McCall v. Morris Polich & Purdy CA2/5
Filed 11/25/13 McCall v. Morris Polich & Purdy CA2/5 NOT TO BE PUBLISHED IN THE OFFICIAL REPORTS California Rules of Court, rule 8.1115(a), prohibits courts and parties from citing or relying on opinions not certified for publication or ordered published, except as specified by rule 8.1115(b). This opinion has not been certified for publication or ordered published for purposes of rule 8.1115.
IN THE COURT OF APPEAL OF THE STATE OF CALIFORNIA
SECOND APPELLATE DISTRICT
DIVISION FIVE
BRANDON MCCALL et al., B240242
Plaintiffs and Respondents, (Los Angeles County Super. Ct. No. BC289925) v.

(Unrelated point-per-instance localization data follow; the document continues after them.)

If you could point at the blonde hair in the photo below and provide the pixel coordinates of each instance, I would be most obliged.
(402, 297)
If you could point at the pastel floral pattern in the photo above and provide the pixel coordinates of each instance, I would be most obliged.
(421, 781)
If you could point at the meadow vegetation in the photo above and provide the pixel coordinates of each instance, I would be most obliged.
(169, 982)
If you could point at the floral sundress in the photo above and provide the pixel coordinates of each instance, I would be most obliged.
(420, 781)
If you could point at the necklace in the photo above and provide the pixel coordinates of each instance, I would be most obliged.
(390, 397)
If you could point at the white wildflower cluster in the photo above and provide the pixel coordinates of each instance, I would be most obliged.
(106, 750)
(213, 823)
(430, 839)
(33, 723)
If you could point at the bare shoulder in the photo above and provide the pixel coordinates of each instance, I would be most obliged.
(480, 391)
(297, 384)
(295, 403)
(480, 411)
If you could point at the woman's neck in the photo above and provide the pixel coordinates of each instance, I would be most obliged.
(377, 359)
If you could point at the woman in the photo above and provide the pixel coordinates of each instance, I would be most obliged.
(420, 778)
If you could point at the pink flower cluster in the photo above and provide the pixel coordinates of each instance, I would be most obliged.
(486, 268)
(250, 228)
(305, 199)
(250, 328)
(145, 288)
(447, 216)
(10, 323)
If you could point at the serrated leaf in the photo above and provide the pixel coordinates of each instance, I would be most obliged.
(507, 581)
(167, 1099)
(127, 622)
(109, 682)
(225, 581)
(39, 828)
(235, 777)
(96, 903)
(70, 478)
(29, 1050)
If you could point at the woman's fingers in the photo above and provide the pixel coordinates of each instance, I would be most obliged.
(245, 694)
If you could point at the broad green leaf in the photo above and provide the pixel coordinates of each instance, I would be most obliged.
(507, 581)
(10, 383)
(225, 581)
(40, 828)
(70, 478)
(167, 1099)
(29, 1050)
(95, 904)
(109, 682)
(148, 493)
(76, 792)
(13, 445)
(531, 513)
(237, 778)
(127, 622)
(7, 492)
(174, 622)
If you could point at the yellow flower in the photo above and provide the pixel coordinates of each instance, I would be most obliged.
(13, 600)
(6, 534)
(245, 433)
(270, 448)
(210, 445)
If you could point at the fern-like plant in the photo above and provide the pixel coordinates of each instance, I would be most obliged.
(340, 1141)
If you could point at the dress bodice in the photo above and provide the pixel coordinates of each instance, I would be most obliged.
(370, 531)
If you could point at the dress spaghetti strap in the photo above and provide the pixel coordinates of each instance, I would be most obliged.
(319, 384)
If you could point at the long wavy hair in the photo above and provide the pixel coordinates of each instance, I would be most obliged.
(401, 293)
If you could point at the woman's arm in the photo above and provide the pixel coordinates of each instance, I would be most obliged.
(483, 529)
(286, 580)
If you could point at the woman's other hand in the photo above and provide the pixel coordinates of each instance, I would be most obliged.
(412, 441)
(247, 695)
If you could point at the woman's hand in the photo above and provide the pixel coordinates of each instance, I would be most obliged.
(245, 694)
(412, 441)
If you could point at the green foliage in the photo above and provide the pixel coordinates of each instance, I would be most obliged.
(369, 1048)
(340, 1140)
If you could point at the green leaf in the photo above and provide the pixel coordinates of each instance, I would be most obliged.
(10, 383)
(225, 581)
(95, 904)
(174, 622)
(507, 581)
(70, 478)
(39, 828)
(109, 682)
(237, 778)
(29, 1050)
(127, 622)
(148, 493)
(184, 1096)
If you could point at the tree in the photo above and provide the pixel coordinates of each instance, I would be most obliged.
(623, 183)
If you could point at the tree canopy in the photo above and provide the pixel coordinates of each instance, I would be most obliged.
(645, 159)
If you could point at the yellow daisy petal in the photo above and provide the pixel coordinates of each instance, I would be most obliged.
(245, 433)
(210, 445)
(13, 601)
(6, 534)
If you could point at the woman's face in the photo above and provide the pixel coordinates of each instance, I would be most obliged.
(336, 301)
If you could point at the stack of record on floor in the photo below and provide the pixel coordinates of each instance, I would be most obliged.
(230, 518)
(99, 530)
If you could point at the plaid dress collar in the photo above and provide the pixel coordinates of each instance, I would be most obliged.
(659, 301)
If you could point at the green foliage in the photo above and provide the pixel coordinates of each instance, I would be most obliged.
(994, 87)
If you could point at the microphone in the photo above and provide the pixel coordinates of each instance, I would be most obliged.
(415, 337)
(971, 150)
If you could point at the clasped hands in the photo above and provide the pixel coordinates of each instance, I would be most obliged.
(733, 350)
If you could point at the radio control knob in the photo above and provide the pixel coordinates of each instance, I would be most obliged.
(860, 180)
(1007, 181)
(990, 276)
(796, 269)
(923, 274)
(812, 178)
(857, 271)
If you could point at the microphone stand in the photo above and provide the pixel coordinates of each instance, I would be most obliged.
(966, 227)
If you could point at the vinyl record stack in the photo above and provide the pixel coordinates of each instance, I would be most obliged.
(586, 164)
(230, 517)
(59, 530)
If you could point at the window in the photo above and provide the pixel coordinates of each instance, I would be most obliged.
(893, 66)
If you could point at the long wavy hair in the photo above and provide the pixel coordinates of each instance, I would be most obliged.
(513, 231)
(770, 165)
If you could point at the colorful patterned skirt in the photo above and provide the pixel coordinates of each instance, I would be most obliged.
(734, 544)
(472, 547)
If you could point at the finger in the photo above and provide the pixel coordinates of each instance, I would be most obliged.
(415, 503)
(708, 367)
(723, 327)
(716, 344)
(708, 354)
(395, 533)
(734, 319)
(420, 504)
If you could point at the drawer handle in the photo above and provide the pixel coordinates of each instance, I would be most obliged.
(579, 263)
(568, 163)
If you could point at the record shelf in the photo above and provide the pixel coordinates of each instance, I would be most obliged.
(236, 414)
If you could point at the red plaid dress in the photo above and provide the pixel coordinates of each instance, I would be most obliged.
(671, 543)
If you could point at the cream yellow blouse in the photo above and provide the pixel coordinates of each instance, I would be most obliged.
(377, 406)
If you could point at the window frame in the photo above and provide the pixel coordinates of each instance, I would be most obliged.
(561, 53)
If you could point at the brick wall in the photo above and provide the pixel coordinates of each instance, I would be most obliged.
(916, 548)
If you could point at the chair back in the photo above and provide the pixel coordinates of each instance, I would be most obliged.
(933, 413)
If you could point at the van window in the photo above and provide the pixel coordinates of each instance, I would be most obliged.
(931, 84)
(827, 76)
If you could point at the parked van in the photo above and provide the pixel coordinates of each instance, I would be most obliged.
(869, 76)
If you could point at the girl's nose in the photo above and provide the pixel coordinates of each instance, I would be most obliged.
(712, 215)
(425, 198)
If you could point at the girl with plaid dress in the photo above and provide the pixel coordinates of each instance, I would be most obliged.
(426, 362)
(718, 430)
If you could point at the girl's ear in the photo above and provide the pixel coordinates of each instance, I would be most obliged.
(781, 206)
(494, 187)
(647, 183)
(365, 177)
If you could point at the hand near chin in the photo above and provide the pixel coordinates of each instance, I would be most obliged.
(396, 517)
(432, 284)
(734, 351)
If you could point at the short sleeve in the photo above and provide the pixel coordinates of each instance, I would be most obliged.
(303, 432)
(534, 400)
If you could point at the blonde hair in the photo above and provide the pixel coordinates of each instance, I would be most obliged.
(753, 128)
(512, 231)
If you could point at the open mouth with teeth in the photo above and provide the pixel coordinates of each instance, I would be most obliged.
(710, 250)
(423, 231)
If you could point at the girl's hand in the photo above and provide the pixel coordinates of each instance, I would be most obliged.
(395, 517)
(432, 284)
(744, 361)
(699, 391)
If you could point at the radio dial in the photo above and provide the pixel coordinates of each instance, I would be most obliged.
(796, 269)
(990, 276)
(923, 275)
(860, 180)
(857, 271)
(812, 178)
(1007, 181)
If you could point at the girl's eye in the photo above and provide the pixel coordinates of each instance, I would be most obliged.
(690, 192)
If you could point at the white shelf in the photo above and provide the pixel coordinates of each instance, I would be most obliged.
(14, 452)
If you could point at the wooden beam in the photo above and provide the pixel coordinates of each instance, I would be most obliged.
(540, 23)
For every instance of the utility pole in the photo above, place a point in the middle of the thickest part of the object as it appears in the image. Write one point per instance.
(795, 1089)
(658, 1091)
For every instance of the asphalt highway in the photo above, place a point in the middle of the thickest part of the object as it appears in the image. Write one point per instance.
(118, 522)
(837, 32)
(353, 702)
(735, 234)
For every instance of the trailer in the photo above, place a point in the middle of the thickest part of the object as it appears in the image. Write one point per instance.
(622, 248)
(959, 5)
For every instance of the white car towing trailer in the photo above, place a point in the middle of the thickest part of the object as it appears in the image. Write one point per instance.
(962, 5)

MORRIS POLICH & PURDY et al.,
Defendants and Respondents;
THE QUISENBERRY LAW FIRM,
Objector and Appellant.
APPEAL from an order of the Superior Court of Los Angeles County, Anthony J. Mohr, Judge. Affirmed. The Quisenberry Law Firm and John N. Quisenberry; Esner, Chang & Boyer and Stuart B. Esner, for Objector and Appellant. Shenoi Koes, Allan A. Shenoi, for Defendant and Respondent Shenoi Koes. Morris Polich & Purdy, Richard H. Nakamura, Jr., and David J. Vendler, for Defendant and Respondent Morris Polich & Purdy. No appearance on behalf of Plaintiffs and Respondents.
I. INTRODUCTION
This involves a second appeal in a dispute over class action attorney fees. Two law firms, Morris Polich & Purdy LLP and Shenoi Koes LLP, were named as defendants in an arbitration proceeding. Brandon McCall, Barry Selbst, Kelly-Slate Diaz and Dani Reagan are the named plaintiffs of the salaried managers’ subclass in the class action. They are likewise the plaintiffs in the arbitration proceeding. The parties refer to the salaried managers’ subclass as the McCall subclass. Defendants had represented the entire class during part of the wage and hour class action. Opposing defendants in the attorney fee dispute is the Quisenberry Law Firm, which appeared through its principal, John N. Quisenberry (the objector). The objector represented the McCall subclass during a portion of the class action. The objector negotiated a settlement on the McCall subclass’s behalf. For clarity’s purpose, we will refer to Morris Polich & Purdy LLP and Shenoi Koes LLP as defendants. The objector appeals from a March 22, 2012 order directing Labor Ready Inc., the McCall class’s employer, to disburse $247,000 to defendants. The trial court issued the disbursement order after an arbitrator awarded defendants, the prior class counsel, 65 percent of the $380,000 attorney fees award. The objector argues: it was error to order Labor Ready Inc. to release two-third of the class counsel fees to defendants; it was not bound by the arbitration award because the arbitration was between defendants and the McCall class; the trial court could not release two-thirds of the class counsel fees on the basis of the arbitration award; the class counsel fees cannot be used to satisfy the prior class counsel’s quantum meruit claim against the McCall class; the disbursement order circumvents the requirements governing the execution of money judgments because Labor Ready, Inc. is not a judgment debtor. The objector’s arguments are meritless as they are barred by the law of the case doctrine. Thus, we affirm the order.